Access Control using RBAC
When AKS cluster is deployed only admin has full access to the cluster. So we need to use the az aks get-credentials command with the --admin argument to sign in to the cluster with admin access.
az aks get-credentials --resource-group myResourceGroup --name $aksname --admin
In order to give a user permission to list pods. we need to create a Role and then create a ClusterRoleBinding for that user.

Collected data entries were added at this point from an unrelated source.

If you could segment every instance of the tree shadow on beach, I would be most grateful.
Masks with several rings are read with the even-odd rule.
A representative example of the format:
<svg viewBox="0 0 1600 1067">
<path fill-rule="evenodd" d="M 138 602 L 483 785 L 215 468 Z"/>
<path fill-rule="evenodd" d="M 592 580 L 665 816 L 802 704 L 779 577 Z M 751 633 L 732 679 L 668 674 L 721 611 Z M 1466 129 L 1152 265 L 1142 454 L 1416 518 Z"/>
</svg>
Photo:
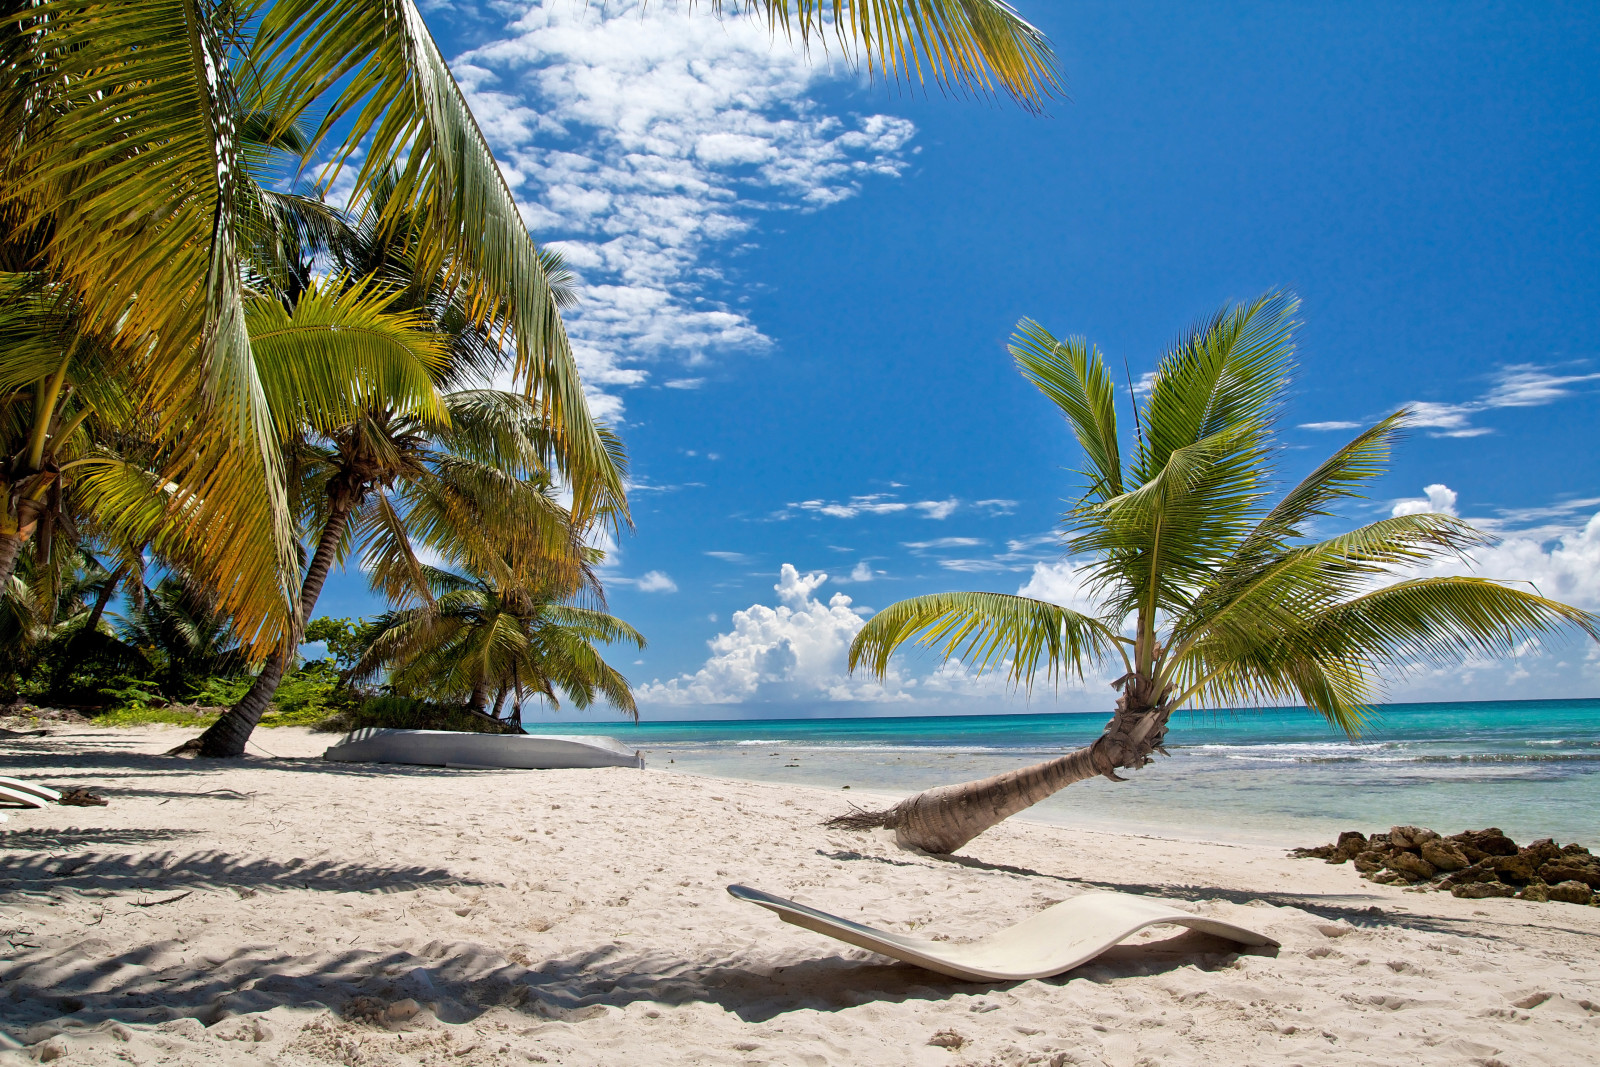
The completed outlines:
<svg viewBox="0 0 1600 1067">
<path fill-rule="evenodd" d="M 128 832 L 110 831 L 113 834 Z M 105 894 L 273 888 L 395 893 L 424 886 L 481 884 L 439 867 L 373 867 L 331 860 L 243 857 L 226 852 L 183 855 L 176 852 L 140 855 L 75 852 L 66 857 L 0 857 L 0 890 L 19 893 L 58 889 Z"/>
<path fill-rule="evenodd" d="M 7 830 L 0 832 L 0 849 L 16 849 L 22 852 L 75 852 L 90 845 L 148 845 L 156 841 L 189 837 L 199 832 L 169 827 L 117 830 L 98 826 L 81 830 L 76 826 L 59 830 L 49 828 Z"/>
<path fill-rule="evenodd" d="M 18 1014 L 30 1027 L 92 1027 L 116 1019 L 158 1023 L 190 1017 L 211 1026 L 233 1015 L 276 1007 L 327 1008 L 370 1016 L 402 998 L 429 1006 L 447 1023 L 503 1009 L 535 1020 L 582 1022 L 606 1009 L 648 1002 L 712 1003 L 745 1022 L 802 1010 L 840 1011 L 868 1003 L 943 1002 L 1007 989 L 1014 982 L 963 982 L 858 950 L 794 961 L 771 955 L 707 954 L 684 959 L 620 945 L 598 946 L 544 961 L 514 962 L 483 945 L 430 942 L 346 947 L 296 954 L 247 945 L 227 958 L 195 957 L 185 942 L 162 941 L 122 952 L 84 931 L 67 945 L 23 944 L 0 961 Z M 1182 967 L 1225 967 L 1237 946 L 1185 932 L 1146 945 L 1118 946 L 1047 983 L 1103 983 Z M 521 957 L 518 957 L 521 959 Z"/>
</svg>

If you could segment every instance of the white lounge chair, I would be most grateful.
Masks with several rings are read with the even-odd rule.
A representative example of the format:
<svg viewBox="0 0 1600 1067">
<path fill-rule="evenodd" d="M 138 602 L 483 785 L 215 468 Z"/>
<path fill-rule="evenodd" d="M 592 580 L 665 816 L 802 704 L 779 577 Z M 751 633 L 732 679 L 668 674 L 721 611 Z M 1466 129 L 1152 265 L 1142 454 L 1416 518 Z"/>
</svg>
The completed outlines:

A role pod-reader which can get, watch and list pods:
kind: Role
apiVersion: rbac.authorization.k8s.io/v1
metadata:
namespace: default
name: pod-reader
rules:
- apiGroups: [“”] # “” indicates the core API group
resources: [“pods”]
verbs: [“get”, “watch”, “list”]
A ClusterRoleBinding which will bind a user to the role pod-reader:
apiVersion: rbac.authorization.k8s.io/v1beta1
kind: ClusterRoleBinding
metadata:
name: user-view
roleRef:
apiGroup: rbac.authorization.k8s.io
kind: ClusterRole
name: view
subjects:
- kind: User
name: <USER_ID_FROM_AZURE_ACTIVE_DIRECTORY>
apiGroup: rbac.authorization.k8s.io
apply these configurations using kubectl apply -f command.
Now the user with <USER_ID_FROM_AZURE_ACTIVE_DIRECTORY> ID will have a restricted access to list watch and get pods. Similarly other access controls can be applied on Services, Pods and other resources etc. using RoleBinding/ClusterRoleBinding on Roles as per requirement.